Вчерашний день, часу в шестом,
Зашёл я на Сенную;
Там били женщину кнутом,
Крестьянку молодую.
Ни звука из её груди,
Лишь бич свистал, играя…
И Музе я сказал: «Гляди!
Сестра твоя родная!»
С 1854 года одним из деятельнейших сотрудников «Современника» становится Чернышевский. Будучи настроен куда более радикально, чем прочие писатели, составлявшие авторский актив журнала, да и отличаясь своим происхождением, отнюдь не благородным, Николай Гаврилович оказывается с ними в некоторых контрах. Только благодаря организаторской ловкости главного редактора и его страстному желанию сохранить для своей борьбы каждого «бойца», журнал сумел, хотя бы на время, примирить как в своих стенах, так и на своих страницах либерально-дворянское и революционно-разночинное начало.

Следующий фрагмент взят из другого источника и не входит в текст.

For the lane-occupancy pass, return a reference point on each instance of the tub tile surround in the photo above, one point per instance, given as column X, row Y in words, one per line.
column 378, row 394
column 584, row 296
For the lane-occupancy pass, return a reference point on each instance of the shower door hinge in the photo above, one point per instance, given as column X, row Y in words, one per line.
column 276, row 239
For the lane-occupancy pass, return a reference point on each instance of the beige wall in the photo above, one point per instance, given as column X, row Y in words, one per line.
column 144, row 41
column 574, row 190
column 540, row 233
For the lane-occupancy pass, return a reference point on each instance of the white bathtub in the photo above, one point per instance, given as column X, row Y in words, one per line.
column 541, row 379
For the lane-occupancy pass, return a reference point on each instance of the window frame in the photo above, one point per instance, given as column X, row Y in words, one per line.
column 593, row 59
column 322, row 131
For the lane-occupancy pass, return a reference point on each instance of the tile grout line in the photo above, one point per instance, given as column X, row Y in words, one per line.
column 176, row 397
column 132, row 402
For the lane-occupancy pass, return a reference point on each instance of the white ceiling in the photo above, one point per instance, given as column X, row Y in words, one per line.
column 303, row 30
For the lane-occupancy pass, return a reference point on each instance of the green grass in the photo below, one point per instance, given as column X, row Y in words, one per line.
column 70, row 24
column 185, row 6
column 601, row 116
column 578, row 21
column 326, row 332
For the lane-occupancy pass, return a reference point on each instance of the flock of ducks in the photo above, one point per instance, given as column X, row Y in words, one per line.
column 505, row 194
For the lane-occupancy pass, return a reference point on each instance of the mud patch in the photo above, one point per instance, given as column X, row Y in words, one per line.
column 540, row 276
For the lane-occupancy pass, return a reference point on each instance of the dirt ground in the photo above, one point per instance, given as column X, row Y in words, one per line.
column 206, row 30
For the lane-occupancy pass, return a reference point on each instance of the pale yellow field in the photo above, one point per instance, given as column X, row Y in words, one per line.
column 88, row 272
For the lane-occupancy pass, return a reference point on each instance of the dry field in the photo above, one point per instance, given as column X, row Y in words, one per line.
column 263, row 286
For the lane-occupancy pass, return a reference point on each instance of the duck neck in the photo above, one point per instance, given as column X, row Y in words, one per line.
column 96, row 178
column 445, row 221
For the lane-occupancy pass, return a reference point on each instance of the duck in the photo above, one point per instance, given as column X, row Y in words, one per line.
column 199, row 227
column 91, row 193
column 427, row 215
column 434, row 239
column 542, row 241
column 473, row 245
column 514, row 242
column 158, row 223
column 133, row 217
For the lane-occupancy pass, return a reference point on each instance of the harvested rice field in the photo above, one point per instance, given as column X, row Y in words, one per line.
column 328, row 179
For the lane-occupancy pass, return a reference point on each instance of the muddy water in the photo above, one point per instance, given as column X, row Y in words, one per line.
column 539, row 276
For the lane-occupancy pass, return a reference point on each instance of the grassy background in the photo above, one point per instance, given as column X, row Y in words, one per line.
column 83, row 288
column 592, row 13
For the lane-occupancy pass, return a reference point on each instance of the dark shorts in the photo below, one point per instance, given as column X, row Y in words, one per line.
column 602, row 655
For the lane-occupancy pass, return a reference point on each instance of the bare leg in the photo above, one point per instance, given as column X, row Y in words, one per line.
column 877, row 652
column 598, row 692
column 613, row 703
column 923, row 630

К середине 50-х Некрасов и разбогател, и прославился. Казалось бы, полное преуспевание: член Английского клуба, самого аристократичного в России, издатель популярнейшего журнала, муж красивой и умной женщины. Но стоило внимательней присмотреться к его жизни, как иллюзия благоденствия исчезала. В общении с пышущими снобизмом вельможами, его одноклубниками, не было ни душевного тепла, ни сердечных привязанностей, а только расчёт на полезные связи. Журнал вызывал неудовольствие властей и постоянно балансировал на грани закрытия. А выпущенная в 1856 году книга стихотворений Некрасова, хотя и вызвала восторг публики и раскупалась с рекордными, возможными только для пушкинских или гоголевских сочинений темпами (за два дня в Петербурге разошлось 500 экземпляров!), вскоре была запрещена.
Всего неблагополучнее для Николая Алексеевича складывалась его семейная жизнь. Что называется, на чужом несчастье своего счастья не построишь. А он ещё и руку к этому несчастью приложил. Роль Некрасова в окончательном разрушении домашнего очага Панаевых была тем неблаговиднее, что они его приютили, и он уже года два как проживал в их доме, а ещё прежде с год наведывался туда чуть ли ни ежедневно. И как закономерный итог этой не слишком красивой истории совместная жизнь Авдотьи Яковлевны и Николая Алексеевича оказалась мучительной. Некрасов ревновал, тосковал, хандрил; покидал её, возвращался снова и, называя себя её палачом, ещё и изменял своей супруге. Утяжеляло их отношения и то фатальное обстоятельство, что дети, рождавшиеся у Авдотьи Яковлевны, не выживали. В младенчестве умерла дочь от Панаева. Лишь полтора месяца прожил Иван – её с Некрасовым сын.